Ocular surgical management of corneal melt is guided by the location, size, and underlying etiology of the perforation.[5] Tectonic procedures are mainly intended to maintain the integrity of the globe. Small perforations (≤2 mm) can be effectively managed with cyanoacrylate glue (CAG) application and placing a bandage contact lens.[6] The glue provides the tectonic support needed as well as facilitates building up of corneal stromal fibers. Defects larger than 3 mm can also be managed with glue by modifying the technique such as placing a mesh of 10-0 nylon suture across the defect[7] or placing disc made out of a plastic sterile drape and then placing the CAG.[8] Gluing is best suited for melts located away from limbus. Multilayered amniotic membrane transplantation has also been described for deep corneal ulcers or corneal perforations. However, the results in RA-associated melts are less than optimal with nearly 50% cases needing additional tectonic procedures.[9] Tenon's patch graft has also been described for larger corneal perforations with encouraging results.[10] If the corneal melt is not amenable to the aforementioned techniques, tectonic corneal transplantation is deemed necessary. The technique for keratoplasty is based on the size, shape, and depth of the corneal defect.[11] Corneal/scleral patch grafts are best suited for peripheral corneal perforations and descemetoceles. Crescentic lamellar keratoplasty is needed when there is significant peripheral thinning or perforation due to PUK. Penetrating keratoplasty becomes necessary for large central perforation. To enhance the success of these procedures aggressive lubrication and tarsorrhaphy serve as useful adjuncts.

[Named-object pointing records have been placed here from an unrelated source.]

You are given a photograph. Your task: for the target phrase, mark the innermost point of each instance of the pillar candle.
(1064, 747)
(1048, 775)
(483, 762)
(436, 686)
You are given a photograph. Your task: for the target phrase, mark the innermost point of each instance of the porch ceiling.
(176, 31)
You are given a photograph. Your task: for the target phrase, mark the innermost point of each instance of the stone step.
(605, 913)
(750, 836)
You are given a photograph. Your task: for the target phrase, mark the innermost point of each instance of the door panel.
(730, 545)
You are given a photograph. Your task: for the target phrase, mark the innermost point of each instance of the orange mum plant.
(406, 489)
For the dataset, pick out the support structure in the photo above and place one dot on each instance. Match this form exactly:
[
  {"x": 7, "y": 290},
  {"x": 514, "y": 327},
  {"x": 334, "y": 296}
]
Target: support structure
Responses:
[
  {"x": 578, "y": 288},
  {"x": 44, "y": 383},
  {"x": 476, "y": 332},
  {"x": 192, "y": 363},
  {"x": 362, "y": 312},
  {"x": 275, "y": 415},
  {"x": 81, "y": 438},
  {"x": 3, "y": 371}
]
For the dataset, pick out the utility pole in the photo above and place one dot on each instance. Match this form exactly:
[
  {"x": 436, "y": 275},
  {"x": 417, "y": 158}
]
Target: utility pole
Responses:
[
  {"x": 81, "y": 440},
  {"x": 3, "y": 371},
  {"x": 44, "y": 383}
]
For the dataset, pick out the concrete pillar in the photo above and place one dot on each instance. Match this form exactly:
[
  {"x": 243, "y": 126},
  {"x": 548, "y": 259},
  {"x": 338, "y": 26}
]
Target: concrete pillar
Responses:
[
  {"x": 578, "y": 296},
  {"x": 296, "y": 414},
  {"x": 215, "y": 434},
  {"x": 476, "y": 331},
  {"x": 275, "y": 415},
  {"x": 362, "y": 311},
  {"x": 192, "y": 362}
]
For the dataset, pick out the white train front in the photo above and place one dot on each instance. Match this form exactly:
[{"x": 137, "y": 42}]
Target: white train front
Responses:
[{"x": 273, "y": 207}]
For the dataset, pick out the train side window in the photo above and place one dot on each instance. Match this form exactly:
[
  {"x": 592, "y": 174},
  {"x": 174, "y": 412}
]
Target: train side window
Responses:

The authors of the current study describe a novel technique of intracorneal scleral patch (ICSP) supported cyanoacrylate tissue adhesive (CTA) application in corneal perforations, >3.0 mm secondary to RA wherein partial thickness scleral patch has been placed in the corneal perforation site and the edge has been fitted into the lamellar intracorneal pocket.[12] This surgical technique is a successful alternative option to emergency penetrating keratoplasty.

In conclusion, all patients with RA must undergo regular ophthalmologic evaluation even though they are asymptomatic to ensure early identification of ocular involvement and thus to help alleviate the problems of visual impairment and blindness. For effective management of any ocular complications that may arise, collaborative efforts between the ophthalmologists and rheumatologists involved in the evaluation and treatment of patients with RA are essential.